« Il joue avec notre douleur »

Près de trois ans après l’attentat raciste qui a fait neuf morts, Hanau ne retrouve pas le calme. Les survivants et les personnes endeuillées se sentent menacés par le père de l’auteur. Aucune solution n’est en vue.

L’homme serait déjà apparu plusieurs fois de manière ostentatoire devant sa maison avec son chien de berger. C’est ainsi que Serpil Unvar décrit les rencontres avec le père de Tobias Rathjen, qui a tué son fils Ferhat. L’homme de 75 ans lui aurait demandé, avec des sous-entendus racistes, quelles étaient ses origines et pourquoi elle était venue en Allemagne – une situation menaçante pour elle. « Il joue avec notre douleur, il joue avec notre chagrin », dit-elle.

Oliver Feldforth

Le père de l’auteur du crime, les survivants et même les personnes endeuillées continuent de vivre dans le voisinage immédiat du quartier de Kesselstadt à Hanau. La maison mitoyenne dans laquelle le père de l’auteur continue de vivre se trouve à quelques centaines de mètres seulement de la place où son fils Tobias a abattu plusieurs personnes. Apparemment, il partage la vision du monde d’extrême droite de son fils.

Celui-ci assassine neuf personnes le 19 février 2020 pour des raisons racistes. Auparavant, Tobias Rathjen met en ligne des textes et une vidéo qui révèlent sa vision du monde. Après ses meurtres, l’homme de 43 ans retourne dans la maison mitoyenne où il vivait avec ses parents. Là, le fils, apparemment atteint de troubles psychiques, tire d’abord sur sa mère alitée, puis sur lui-même. Son père n’est pas blessé.

Pas de preuve de participation directe au crime

Peu après, la police arrête l’homme de 75 ans dans la maison mitoyenne où il vit encore aujourd’hui. Les enquêteurs ne trouvent toutefois rien qui prouve l’implication directe du père dans le crime. Il apparaît toutefois clairement qu’il adhère à des théories du complot et à des idées d’extrême droite similaires à celles de son fils. Il déclare plus tard à la police que son fils est la victime d’une organisation de services secrets agissant au niveau mondial.

La famille Unvar trouve les agissements de l’homme de 75 ans de plus en plus menaçants. Ils finissent par porter plainte et obtiennent une interdiction de contact par décision de justice. « La police est présente devant la porte d’entrée des Unvar de cinq heures du matin à 23 heures la nuit », explique Newroz Duman, la porte-parole de l' »Initiative du 19 février », qui regroupe des survivants et des personnes ayant survécu à la nuit de la terreur. Le père aurait néanmoins tenté de s’approcher de la famille. La police ne souhaite pas s’exprimer pour des raisons de tactique policière.

Accusation d’insultes

En septembre prochain, l’homme de 75 ans devra également répondre d’insultes lors d’un procès. Le parquet lui reproche d’avoir traité de « sauvages étrangers » des personnes qui manifestaient à proximité de son domicile, dont des proches des victimes de son fils. De plus, il aurait qualifié une unité de police présente à son domicile la nuit des faits de « commando terroriste » et d' »unité terroriste ».
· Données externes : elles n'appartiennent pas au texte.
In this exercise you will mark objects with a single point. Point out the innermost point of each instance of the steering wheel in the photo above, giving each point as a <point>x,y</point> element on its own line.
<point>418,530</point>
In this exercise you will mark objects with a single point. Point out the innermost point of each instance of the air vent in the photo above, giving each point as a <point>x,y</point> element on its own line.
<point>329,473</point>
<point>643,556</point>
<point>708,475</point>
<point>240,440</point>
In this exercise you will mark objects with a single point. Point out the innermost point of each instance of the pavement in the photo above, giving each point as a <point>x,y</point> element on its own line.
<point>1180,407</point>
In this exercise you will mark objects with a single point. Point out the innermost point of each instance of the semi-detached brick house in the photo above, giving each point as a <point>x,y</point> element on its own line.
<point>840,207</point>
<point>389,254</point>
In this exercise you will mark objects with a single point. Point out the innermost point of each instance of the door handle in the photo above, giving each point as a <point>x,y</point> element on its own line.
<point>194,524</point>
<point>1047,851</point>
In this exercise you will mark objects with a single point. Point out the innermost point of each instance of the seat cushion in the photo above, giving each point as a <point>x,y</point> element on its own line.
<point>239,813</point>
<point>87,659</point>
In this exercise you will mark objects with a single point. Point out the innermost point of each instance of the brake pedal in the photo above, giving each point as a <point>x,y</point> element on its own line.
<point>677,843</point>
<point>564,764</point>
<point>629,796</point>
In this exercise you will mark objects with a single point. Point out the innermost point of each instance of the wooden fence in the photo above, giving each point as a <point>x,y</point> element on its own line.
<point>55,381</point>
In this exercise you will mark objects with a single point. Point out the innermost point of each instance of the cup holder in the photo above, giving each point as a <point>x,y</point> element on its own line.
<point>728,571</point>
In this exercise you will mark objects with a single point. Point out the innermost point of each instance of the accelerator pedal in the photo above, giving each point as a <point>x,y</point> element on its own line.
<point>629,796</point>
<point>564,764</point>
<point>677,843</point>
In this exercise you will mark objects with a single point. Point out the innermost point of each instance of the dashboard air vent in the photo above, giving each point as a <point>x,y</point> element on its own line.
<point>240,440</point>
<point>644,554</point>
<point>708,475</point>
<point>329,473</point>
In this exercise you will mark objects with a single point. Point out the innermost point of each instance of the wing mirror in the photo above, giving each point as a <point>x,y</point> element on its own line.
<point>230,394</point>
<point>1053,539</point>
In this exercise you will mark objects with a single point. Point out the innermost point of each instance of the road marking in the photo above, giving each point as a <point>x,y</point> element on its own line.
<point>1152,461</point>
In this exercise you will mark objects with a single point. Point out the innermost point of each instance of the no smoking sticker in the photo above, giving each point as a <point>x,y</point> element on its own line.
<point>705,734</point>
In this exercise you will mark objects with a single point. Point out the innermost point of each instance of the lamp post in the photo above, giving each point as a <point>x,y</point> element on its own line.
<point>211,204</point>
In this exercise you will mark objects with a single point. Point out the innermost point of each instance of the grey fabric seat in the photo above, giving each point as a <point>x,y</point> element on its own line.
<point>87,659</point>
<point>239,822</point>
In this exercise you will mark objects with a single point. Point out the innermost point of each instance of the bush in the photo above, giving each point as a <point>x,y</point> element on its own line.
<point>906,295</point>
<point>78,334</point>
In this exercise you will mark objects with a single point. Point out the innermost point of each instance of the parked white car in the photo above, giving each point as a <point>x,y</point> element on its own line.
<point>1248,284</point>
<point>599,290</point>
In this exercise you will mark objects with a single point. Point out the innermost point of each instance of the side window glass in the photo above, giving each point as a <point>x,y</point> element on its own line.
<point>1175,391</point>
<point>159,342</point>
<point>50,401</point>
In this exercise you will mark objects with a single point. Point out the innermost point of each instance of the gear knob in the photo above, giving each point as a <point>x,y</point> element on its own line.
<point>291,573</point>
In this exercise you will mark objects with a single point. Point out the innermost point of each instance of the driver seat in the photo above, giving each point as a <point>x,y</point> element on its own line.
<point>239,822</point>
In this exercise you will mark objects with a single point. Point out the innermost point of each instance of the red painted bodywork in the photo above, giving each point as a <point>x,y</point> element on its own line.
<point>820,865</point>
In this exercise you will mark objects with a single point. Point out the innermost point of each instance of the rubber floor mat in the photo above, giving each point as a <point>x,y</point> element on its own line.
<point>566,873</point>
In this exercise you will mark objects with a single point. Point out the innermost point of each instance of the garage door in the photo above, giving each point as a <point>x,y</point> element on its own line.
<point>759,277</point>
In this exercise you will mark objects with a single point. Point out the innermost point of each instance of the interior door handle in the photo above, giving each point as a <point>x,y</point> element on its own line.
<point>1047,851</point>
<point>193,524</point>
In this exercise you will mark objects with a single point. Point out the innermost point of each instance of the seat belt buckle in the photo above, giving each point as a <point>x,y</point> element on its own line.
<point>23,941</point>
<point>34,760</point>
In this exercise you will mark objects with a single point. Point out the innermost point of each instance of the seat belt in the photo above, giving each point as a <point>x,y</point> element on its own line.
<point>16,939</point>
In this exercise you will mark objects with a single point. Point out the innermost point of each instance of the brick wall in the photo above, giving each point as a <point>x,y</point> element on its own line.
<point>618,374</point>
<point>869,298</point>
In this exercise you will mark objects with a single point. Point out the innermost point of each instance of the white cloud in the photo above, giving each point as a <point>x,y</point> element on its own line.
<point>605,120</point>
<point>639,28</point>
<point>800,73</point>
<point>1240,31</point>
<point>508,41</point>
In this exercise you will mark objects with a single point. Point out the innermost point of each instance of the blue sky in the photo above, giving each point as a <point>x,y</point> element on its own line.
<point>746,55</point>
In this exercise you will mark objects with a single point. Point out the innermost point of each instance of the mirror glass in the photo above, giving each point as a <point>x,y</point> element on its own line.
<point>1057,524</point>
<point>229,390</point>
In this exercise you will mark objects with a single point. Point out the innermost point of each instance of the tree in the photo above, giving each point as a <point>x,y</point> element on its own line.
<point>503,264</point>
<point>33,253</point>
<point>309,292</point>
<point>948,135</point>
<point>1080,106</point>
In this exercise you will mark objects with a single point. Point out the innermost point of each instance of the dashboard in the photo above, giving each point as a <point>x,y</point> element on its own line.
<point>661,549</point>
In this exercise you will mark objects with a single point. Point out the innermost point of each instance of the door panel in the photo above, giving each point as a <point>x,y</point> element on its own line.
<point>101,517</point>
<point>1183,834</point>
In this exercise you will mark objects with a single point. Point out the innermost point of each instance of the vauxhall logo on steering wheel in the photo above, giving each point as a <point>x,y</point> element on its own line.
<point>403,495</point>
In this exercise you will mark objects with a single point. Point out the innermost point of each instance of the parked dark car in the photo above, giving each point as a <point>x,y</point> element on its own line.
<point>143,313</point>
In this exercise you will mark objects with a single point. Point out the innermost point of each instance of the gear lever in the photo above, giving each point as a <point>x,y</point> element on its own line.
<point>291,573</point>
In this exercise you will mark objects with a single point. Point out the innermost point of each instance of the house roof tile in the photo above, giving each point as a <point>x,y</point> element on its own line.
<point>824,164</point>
Le père profite du procès pour étaler pendant des heures sa vision confuse du monde. Il affirme par exemple que son fils a découvert une organisation secrète. Le tribunal condamne le père à une amende de 4800 euros pour injure, contre laquelle la défense et le parquet ont fait appel.

Les proches et les survivants souhaitent ardemment que le père de l’agresseur disparaisse de leur vie. Mais celui-ci ne veut pas quitter le quartier, on ne peut pas le forcer. Et c’est ainsi que les affrontements vont probablement se poursuivre à Hanau-Kesselstadt.